Bu iki ağaç da doğanın bize sunduğu birer mucizedir; fakat aslında insan karakterlerinin de en güzel yansımalarındandır.

Kavak ağacı…
Uzun boyuyla hemen fark edilir, göğe doğru süzülür, hep yükseklerde olmayı sever. Suya, yani paraya ve bolluğa bağımlıdır; susuz kaldı mı yaşaması zordur. Bu yüzden hep suyun olduğu yerleri seçer, bereketli toprağa değil, bol imkâna yaslanır. Gövdesi inceciktir, narin ve kırılgandır. Dışarıdan güçlü görünse de, en küçük bir rüzgârda eğilir, bazen de kırılıverir.
Rüzgâr o gün hangi yönden eserse kavak o yöne döner. Kökleri derinlere inmez, sağlam değildir; çünkü hep yüzeyde yaşar, derine inmeye, özünü bulmaya çalışmaz.
Görünüşte heybetlidir, ama ömrü boyunca meyve veremez.
Ne gölgesinde huzur bulunur, ne de ondan bir fayda beklenir.
Sadece boyu uzundur; ama ömrü boyunca sadece kendi gölgesine yetebilir.

Zeytin ağacı…
O ise bambaşka bir hikâyedir.
Sade, mütevazı ve kanaatkârdır. Suya, yani paraya pek ihtiyaç duymaz; sadece gerektiği kadarını alır. Kuru toprağın, taşın, güneşin altında bile dimdik durur. Ne rüzgâra boyun eğer, ne fırtınaya teslim olur. Kökleri öylesine derinlerdedir ki, bin yıllık geçmişini taşır; gövdesinde tarih, dallarında sabır vardır.
Zeytin ağacı kimseye tepeden bakmaz, ne kadar meyve verirse versin başını eğmeyi bilir.
Rüzgârla dans eder ama eğilmez; karakterinden ödün vermez.
Dallarına sopayla vurursun, kırarsın, hırpalarsın ama o kin tutmaz.
Bir sene küser, sessizleşir belki… ama ertesi yıl yeniden canlanır, yeniden verir.
O affetmeyi bilir, sabrı bilir, üretmeyi bilir.

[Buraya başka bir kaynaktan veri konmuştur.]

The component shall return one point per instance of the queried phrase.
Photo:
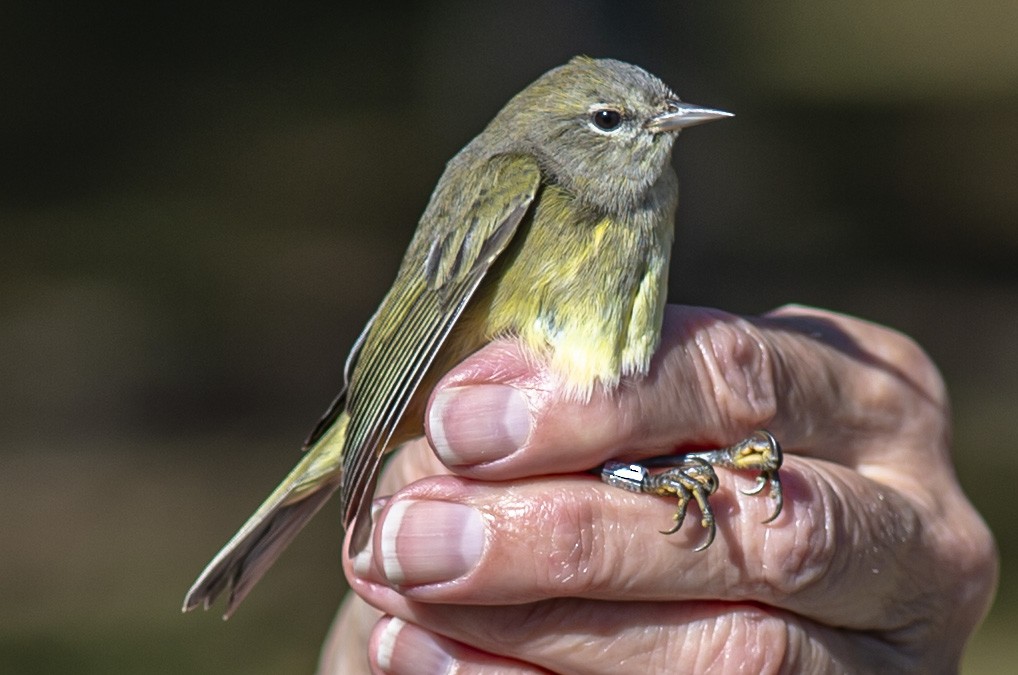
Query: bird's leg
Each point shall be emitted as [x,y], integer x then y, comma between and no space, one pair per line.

Zeytin ağacının meyvesi vardır, bereketlidir.
Yeşilken ayrı, siyahken ayrı değerlidir.
İstersin yeşil zeytin olarak sofrana koyarsın, istersin siyahını kahvaltıya dost eylersin.
Kırarsın, salamura yaparsın, lezzet olur.
Sıkarsın, yağı çıkar; o yağ insanın ömrünü uzatır, derdine derman olur.
Kalan posasından bile fayda sağlarsın; yakarsın sobanda, ısıtır seni.
Yani zeytin, var olduğu her haliyle insana hizmet eder.
Tıpkı gönlü geniş, emeğiyle yaşayan, menfaatle değil değerle var olan insanlar gibi…

Kavak gibi görünmek kolaydır; dışarıdan uzun, gösterişli, dikkat çekici…
Ama zeytin gibi olmak emek ister; sabır, karakter ve gönül ister.
Çünkü zeytin ağacı sadece yaşamakla kalmaz, yaşattıkça anlam bulur.

Rüzgârın yönüne değil, kendi köklerine güvenen; parayla değil, alın teriyle var olan; kırıldığında bile küsmeyip yeniden veren insanlarınız bol olsun.

Ömrünüz, kökleri derin, meyvesi bereketli bir zeytin ağacı gibi olsun…
Gölgeniz huzur, meyveniz şifa, varlığınız bereket getirsin.